Even if she were joyfully reunited at the appointed time, it was to a man who was a hollow and distant echo of the one she waved away – hardened by harsh experience. Malnourished, with sinew and bone pushing through skin as brown and dry as old leather; with coarse hair, perhaps a few teeth short, sporting any number of cuts, scars, lesions and boils; sometimes missing a digit, or even a limb. Beyond the physical ravages, there was always something else – a shadow behind the eyes, a perceptible reflection of things seen, things done, things said; events which had scarred his soul, and which could never be articulated to the wholesome, fragrant woman who sought only to salve and comfort. Her moist lips and soft body, so sorely missed for months, simply became too much to savour at once, such was her jarring contrast to the harshness he had endured for long months at sea.

Sometimes, once he had found his voice again, Hutton would regale his wife with the wonders he had seen – dancing aurorae in the polar skies, vast icebergs that could sink ships, exotic peoples and their verdant, mysterious homelands. But of the bitterest moments of his voyages, he had little, if anything, to say. It was challenging enough to adjust to the new sensation of being intimate again with someone known and loved; he still felt strangely distant, as if the luxury of human company, intimate touch and the trust of another were things forbidden, although they were never withheld.

The life of a sailing master was indeed a lonely one.

Hutton’s paymasters were the distinguished family that ran the illustrious ship owners and trading firm of J.D. Clink and Co. of Greenock. At least that is what he would tell any person who asked; to him, they were a second-degree company who ran their affairs with a degree of parsimony that was notable even for the times. Their interests lay principally in ships, trade, and shareholders – any other matters were secondary, or in the case of the beasts of burden they employed as crew, inconsequential. In their favour, (and for this Hutton was grudgingly grateful) they allowed the masters of their vessels a degree of autonomy that was positively liberal, and dividends for the master were relatively generous. It was a point of deep regret to Hutton that he and Sarah did not adopt the custom encouraged by many of the ship operators: that a captain should take his wife along for the months-long journey.

Hutton had once served as third mate on a flying West Indian clipper, where his captain, the highly-esteemed Mr Corden, had kept a marvellous wife alongside him – a motherly presence to the young apprentices, and trusted friend to the forecastle crew. She had once darned Hutton’s socks, an act he considered an excessive benevolence amid the grim life aboard ship. Indeed, she had made herself the darling of all hands: a soft, even-tempered foil to the brash, hard men around them. Her humanity was a warming presence in the coldness of the inhumane all around; she seemed to carry an impregnable aura of civility, so that around her was never heard a single blasphemy or profanity – the men themselves had seen to that. One look from her studied eye would evoke a red-faced shame in the face of an intemperate crewman, however drunk.
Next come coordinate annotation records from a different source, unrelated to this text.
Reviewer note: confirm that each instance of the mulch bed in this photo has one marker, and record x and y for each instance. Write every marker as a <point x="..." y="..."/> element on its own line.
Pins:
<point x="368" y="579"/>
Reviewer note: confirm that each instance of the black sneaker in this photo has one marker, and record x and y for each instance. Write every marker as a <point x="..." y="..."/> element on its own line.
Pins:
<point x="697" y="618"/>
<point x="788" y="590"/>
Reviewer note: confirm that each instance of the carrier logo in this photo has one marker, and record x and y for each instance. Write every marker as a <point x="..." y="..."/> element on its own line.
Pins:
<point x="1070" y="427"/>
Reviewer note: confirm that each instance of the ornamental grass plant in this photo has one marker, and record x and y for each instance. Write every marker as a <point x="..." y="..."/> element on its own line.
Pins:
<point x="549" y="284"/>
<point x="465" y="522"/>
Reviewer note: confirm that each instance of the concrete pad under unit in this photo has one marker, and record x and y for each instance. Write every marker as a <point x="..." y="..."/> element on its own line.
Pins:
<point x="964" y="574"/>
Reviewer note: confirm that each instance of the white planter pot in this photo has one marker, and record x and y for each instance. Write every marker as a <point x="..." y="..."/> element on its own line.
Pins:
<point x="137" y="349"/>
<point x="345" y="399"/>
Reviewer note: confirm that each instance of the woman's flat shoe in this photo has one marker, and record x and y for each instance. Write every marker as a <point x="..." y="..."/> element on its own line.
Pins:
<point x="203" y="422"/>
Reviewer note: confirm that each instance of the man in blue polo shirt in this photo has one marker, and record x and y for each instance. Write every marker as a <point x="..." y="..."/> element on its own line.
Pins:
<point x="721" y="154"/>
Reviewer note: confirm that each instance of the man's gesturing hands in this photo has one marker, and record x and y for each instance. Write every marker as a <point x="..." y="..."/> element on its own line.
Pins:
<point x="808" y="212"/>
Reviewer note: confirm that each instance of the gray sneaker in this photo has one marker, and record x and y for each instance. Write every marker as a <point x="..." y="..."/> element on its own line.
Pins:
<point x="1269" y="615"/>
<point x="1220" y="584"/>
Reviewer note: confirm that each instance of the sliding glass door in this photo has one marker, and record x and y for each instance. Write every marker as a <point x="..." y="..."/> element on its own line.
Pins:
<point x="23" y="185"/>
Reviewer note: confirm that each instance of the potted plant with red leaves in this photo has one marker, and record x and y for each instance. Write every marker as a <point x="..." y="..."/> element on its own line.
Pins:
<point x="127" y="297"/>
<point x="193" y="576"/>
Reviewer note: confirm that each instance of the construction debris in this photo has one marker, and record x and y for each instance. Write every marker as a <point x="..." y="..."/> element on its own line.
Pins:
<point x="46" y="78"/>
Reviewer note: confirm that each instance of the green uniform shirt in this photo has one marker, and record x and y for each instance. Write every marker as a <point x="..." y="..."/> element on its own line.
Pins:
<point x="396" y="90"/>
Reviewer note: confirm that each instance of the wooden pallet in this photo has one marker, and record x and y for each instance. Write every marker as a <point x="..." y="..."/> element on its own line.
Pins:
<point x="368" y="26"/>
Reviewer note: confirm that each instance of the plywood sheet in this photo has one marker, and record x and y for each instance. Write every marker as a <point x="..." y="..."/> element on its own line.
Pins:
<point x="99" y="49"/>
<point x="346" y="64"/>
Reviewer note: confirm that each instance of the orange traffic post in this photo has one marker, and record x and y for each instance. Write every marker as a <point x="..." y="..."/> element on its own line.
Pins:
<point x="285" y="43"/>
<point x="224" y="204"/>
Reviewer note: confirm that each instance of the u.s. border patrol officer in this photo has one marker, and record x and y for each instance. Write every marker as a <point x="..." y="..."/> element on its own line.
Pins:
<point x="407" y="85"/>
Hutton often wondered whether the presence of his own gentle-spirited Sarah might not ease his own journeys with the roughneck crews he encountered at Clink and Co. – after all, only an empty nest beckoned to her at home. Good sailing crews were hard to find – easier times were to be had aboard steamships these days – and those that were regularly available tended to hail from the tougher environs of Glasgow, London and Liverpool. But each time he mulled the benefits that a pretty and kind Christian woman might provide to the men aboard, he arrived back at the unavoidable conclusion that his wife’s kindness was not matched by the vitality and resilience essential to survive the sea, who was a cruel mistress indeed. Her constitution was not well-suited to such demands, and he surmised, as she did, that her presence would become an extra burden in an already heavy load. As far as Hutton was concerned, the sea was his jealous mistress alone, who would not tolerate a competitor for his attention as soon as the ship left the harbour.